/oak-ai-autoeval-tools

Oak National Academy's AI Auto Eval tools provide LLM as a judge evaluation on lesson plans and resources

Primary LanguagePythonMIT LicenseMIT

AutoEval

License: MIT Latest Release

The AutoEval tool evaluates lesson plans generated by the Oak AI Lesson Planning Assistant using a variety of lesson-plan-oriented metrics, mostly using a large language model (LLM) as a judge.

While LLMs can generate highly effective lesson plans, if we wish to improve their performance, we need to benchmark LLMs and prompts against each other in the context of our use case. By doing so, we can verify improvements in a data-driven way.

AutoEval enables users to:

  • Upload lesson plans to the database
  • Build new sample datasets of lesson plans for evaluation
  • Construct new tests to run on a dataset
  • Submit tests to be run on a dataset
  • View the results of tests

Table of Contents

Installation

AutoEval utilizes the Streamlit open-source Python framework. A PostgreSQL database is required and the tool is configured to make API calls to OpenAI's LLMs. All AutoEval scripts are contained in the streamlit directory of this repository.

To install AutoEval, follow the following steps:

  1. Clone the repository to run AutoEval locally without making any modifications. Fork the repository if you plan to make changes and experiment with the codebase.

  2. Install the requirements.txt file.

    pip install -r streamlit/requirements.txt
  3. Install PostgreSQL.

    Windows:

    • Download the installer for the latest version of PostgreSQL from the PostgreSQL Downloads page.
    • Run the downloaded installer file.
    • Follow the setup wizard steps.

    macOS:

    /bin/bash -c "$(curl -fsSL https://raw.githubusercontent.com/Homebrew/install/HEAD/install.sh)"
    brew install postgresql
    initdb /usr/local/var/postgres
    brew services start postgresql

    Ubuntu:

    sudo apt-get update
    sudo apt-get install postgresql postgresql-contrib

    You can now use the psql command line tool or pgAdmin to manage your databases.

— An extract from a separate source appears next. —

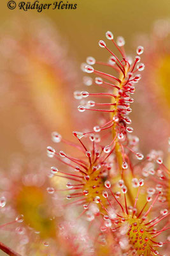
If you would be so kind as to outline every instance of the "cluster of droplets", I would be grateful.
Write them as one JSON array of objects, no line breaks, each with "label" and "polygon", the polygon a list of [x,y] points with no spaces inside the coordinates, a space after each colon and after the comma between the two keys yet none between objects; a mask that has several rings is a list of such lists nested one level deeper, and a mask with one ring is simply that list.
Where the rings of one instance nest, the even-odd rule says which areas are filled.
[{"label": "cluster of droplets", "polygon": [[[85,110],[91,110],[97,111],[103,114],[106,114],[104,117],[105,124],[102,125],[96,125],[94,126],[92,132],[100,132],[102,131],[113,131],[114,130],[115,138],[110,145],[105,146],[104,152],[110,154],[115,143],[119,143],[119,145],[124,148],[124,143],[127,140],[131,145],[131,133],[133,132],[132,127],[128,126],[131,124],[131,120],[128,116],[129,114],[132,111],[130,104],[134,102],[134,99],[130,97],[130,94],[133,94],[135,91],[135,84],[137,83],[141,78],[141,75],[136,74],[138,71],[143,71],[145,68],[145,65],[140,63],[140,55],[143,52],[143,47],[139,46],[137,48],[137,55],[132,61],[131,58],[127,57],[124,51],[124,45],[125,45],[125,40],[122,36],[118,36],[117,42],[113,39],[113,35],[110,31],[106,33],[107,39],[112,41],[115,46],[120,52],[122,57],[122,60],[118,58],[109,48],[107,47],[106,44],[103,40],[100,40],[99,45],[104,48],[111,54],[108,62],[104,63],[96,60],[92,56],[87,57],[86,63],[82,63],[81,69],[83,72],[90,74],[93,73],[97,76],[93,79],[90,77],[85,76],[83,77],[83,83],[85,85],[90,86],[93,84],[97,86],[104,86],[110,89],[112,88],[108,92],[101,93],[89,93],[87,91],[79,92],[76,91],[74,96],[76,99],[81,100],[80,105],[78,106],[78,109],[80,112],[84,112]],[[98,65],[99,66],[108,66],[111,67],[118,74],[118,77],[112,76],[111,74],[103,72],[102,71],[96,70],[93,65]],[[85,101],[83,99],[89,96],[96,97],[97,98],[110,97],[111,99],[110,103],[97,102],[94,100]],[[95,107],[95,108],[93,108]],[[101,108],[101,107],[104,107]],[[106,116],[108,114],[108,116]],[[83,133],[83,135],[89,132]],[[132,136],[131,136],[132,137]],[[136,139],[139,140],[139,139]],[[118,141],[119,141],[119,142]],[[138,142],[138,141],[137,141]],[[132,145],[134,146],[134,145]],[[134,154],[139,160],[142,160],[143,155],[136,152],[136,147],[134,150],[132,148],[126,148],[129,152]],[[125,159],[124,148],[122,148],[122,154],[123,156],[122,168],[122,169],[128,168],[128,163]]]},{"label": "cluster of droplets", "polygon": [[[149,175],[154,177],[157,173],[159,179],[162,180],[164,172],[161,168],[165,169],[162,155],[160,152],[152,150],[146,159],[143,159],[143,155],[138,152],[139,138],[132,135],[133,129],[129,126],[132,122],[129,117],[132,111],[131,104],[134,102],[130,95],[134,94],[135,85],[141,78],[141,75],[136,72],[143,71],[145,68],[145,65],[140,63],[140,55],[144,49],[142,46],[139,46],[136,50],[137,55],[132,61],[132,58],[125,55],[124,48],[125,40],[123,37],[118,36],[115,42],[110,31],[106,32],[106,36],[112,41],[122,60],[107,47],[105,42],[100,40],[99,46],[106,49],[111,56],[107,63],[99,61],[91,56],[87,57],[86,63],[81,65],[81,70],[97,76],[94,79],[85,76],[83,81],[87,86],[108,86],[112,90],[101,93],[87,91],[76,91],[74,93],[74,98],[81,100],[78,107],[80,112],[91,110],[102,113],[104,121],[99,122],[99,118],[92,131],[73,132],[80,143],[79,145],[63,139],[57,132],[52,133],[53,142],[62,142],[74,147],[81,152],[82,156],[69,156],[62,150],[57,152],[53,148],[48,147],[48,156],[55,157],[69,166],[69,170],[68,172],[62,172],[52,166],[49,177],[62,175],[64,179],[69,180],[66,191],[69,190],[71,193],[66,195],[66,198],[69,200],[73,199],[73,202],[69,202],[67,205],[81,205],[83,212],[80,216],[85,213],[87,220],[90,222],[97,218],[99,221],[101,221],[101,232],[107,234],[107,231],[111,230],[114,232],[115,237],[119,239],[118,244],[123,250],[126,250],[130,244],[129,252],[122,255],[160,255],[155,247],[162,247],[168,242],[157,242],[155,237],[166,228],[157,230],[155,226],[169,216],[168,211],[166,208],[161,210],[160,215],[152,220],[148,220],[148,215],[157,202],[165,202],[162,186],[159,183],[155,186],[150,186],[149,182],[144,186],[144,180],[135,177],[134,170],[139,164],[134,165],[133,159],[137,159],[135,163],[138,163],[138,160],[144,160],[141,162],[140,166],[143,167],[140,175],[142,174],[145,179],[146,179]],[[118,72],[118,76],[115,76],[98,70],[94,68],[94,65],[111,67]],[[97,99],[106,99],[106,97],[111,100],[106,103],[103,100],[101,102],[92,100],[85,100],[85,98],[90,96],[96,96]],[[101,132],[104,131],[105,133],[103,136]],[[108,138],[110,137],[111,142],[106,144],[105,141],[108,141]],[[121,173],[117,172],[117,164],[120,155],[122,157],[122,171],[125,171]],[[161,168],[155,170],[155,164]],[[129,172],[131,174],[129,178]],[[121,179],[118,182],[114,180],[114,176],[112,177],[113,173],[116,173],[117,177],[121,175]],[[127,180],[131,179],[131,176],[133,177],[129,185]],[[115,191],[116,188],[118,191]],[[137,192],[134,194],[133,191],[136,191],[135,189],[137,189]],[[48,188],[47,191],[53,194],[55,189]],[[145,194],[145,204],[139,211],[138,202],[141,191],[142,195]],[[129,204],[129,198],[131,203],[134,202],[133,205]],[[127,235],[128,239],[124,237],[122,234]]]}]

  4. Create a database and a user.

    psql -U postgres
    CREATE DATABASE mydatabase;
    CREATE USER myusername WITH PASSWORD 'mypassword';
    GRANT ALL PRIVILEGES ON DATABASE mydatabase TO myusername;
    \q
  5. Use .env.example as a template to create a .env file for configuration settings, API keys, and database credentials.

  6. Run the following command in the terminal to create tables and insert some placeholder data into your database.

    python streamlit/db_setup.py
  7. Run the following command in the terminal to open the app in a new tab in your default browser.

    streamlit run streamlit/Hello.py

Usage

A high-level overview of AutoEval functionality is included here.

More detailed documentation is available in the documentation directory.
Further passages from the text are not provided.